Each person was asked to assemble the part twice. The group using the instructions displayed on the computer monitor made an average of eight errors on the first try and four on the second. The group using the AR instructions? It made just one error, on average, on the first try and zero on the second. If Boeing moves beyond this kind of rudimentary AR test, it seems likely it would use the technology with hands-free devices, such as glasses. Earlier this year, the company posted a video describing how employees are trying out Google Glasses to guide them through the steps for assembling a wire harness. This lets them rely on voice commands and visual instructions displayed through the glasses, rather than on their existing paper-based directions.

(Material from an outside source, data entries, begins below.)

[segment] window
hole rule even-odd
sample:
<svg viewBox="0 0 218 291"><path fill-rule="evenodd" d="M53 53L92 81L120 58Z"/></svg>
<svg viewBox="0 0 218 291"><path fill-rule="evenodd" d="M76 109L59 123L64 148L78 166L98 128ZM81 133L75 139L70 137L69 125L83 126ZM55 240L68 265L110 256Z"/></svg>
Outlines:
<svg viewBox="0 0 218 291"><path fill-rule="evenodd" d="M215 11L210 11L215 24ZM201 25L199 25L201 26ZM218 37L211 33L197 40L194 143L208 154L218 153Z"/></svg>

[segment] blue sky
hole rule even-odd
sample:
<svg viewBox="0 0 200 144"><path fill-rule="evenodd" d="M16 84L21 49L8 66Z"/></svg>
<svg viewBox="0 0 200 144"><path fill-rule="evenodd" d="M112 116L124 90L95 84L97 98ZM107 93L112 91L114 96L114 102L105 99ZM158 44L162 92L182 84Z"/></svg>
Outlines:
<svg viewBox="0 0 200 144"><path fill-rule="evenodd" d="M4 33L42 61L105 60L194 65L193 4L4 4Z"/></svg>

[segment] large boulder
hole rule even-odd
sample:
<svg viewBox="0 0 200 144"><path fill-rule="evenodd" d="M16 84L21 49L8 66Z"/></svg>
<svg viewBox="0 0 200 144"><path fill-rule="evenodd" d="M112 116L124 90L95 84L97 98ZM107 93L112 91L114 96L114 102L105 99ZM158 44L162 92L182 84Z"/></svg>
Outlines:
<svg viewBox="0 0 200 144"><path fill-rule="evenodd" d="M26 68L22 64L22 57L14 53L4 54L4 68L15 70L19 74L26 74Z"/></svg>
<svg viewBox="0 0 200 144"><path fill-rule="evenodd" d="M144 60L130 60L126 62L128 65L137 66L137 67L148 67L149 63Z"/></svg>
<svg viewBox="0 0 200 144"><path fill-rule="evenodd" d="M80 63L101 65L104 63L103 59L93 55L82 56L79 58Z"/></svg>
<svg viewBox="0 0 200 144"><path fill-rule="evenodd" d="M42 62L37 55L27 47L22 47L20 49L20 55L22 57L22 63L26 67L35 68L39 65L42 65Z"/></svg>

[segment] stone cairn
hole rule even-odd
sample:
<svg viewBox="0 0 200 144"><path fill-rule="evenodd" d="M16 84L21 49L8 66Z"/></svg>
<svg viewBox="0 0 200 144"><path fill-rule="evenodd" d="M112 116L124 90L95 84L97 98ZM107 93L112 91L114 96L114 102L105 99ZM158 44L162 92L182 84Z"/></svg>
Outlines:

"The 787 is the most complicated plane we've ever built," Davies said. "But [assembly] instructions are still conveyed in 2D."

A single assembly error can cost Boeing hundreds of thousands of dollars to rectify, he said, "so if you scale [AR] out, we're talking about a huge value for us."

The potential is very exciting, but Bob Meads, the CEO of a company called iQagent—which designs AR displays and interfaces for factory maintenance workers—provided a little dose of reality when it comes to the basic wireless networking required to support AR systems that leverage sensor networks and data-rich video streams. Some of the companies that he works with still have archaic rules, he said, such as not allowing cameras to be carried onto the factory floor (due to concerns regarding the protection of intellectual property), while others have yet to even install wireless networks within their facilities.

So for all the talk and hype about the Industrial Internet and Industry 4.0, it was a reminder that manufacturing companies are not all on the same page.

Mary Catherine O'Connor is the editor of Internet of Things Journal and a former staff reporter for RFID Journal. She also writes about technology, as it relates to business and the environment, for a range of consumer magazines and newspapers.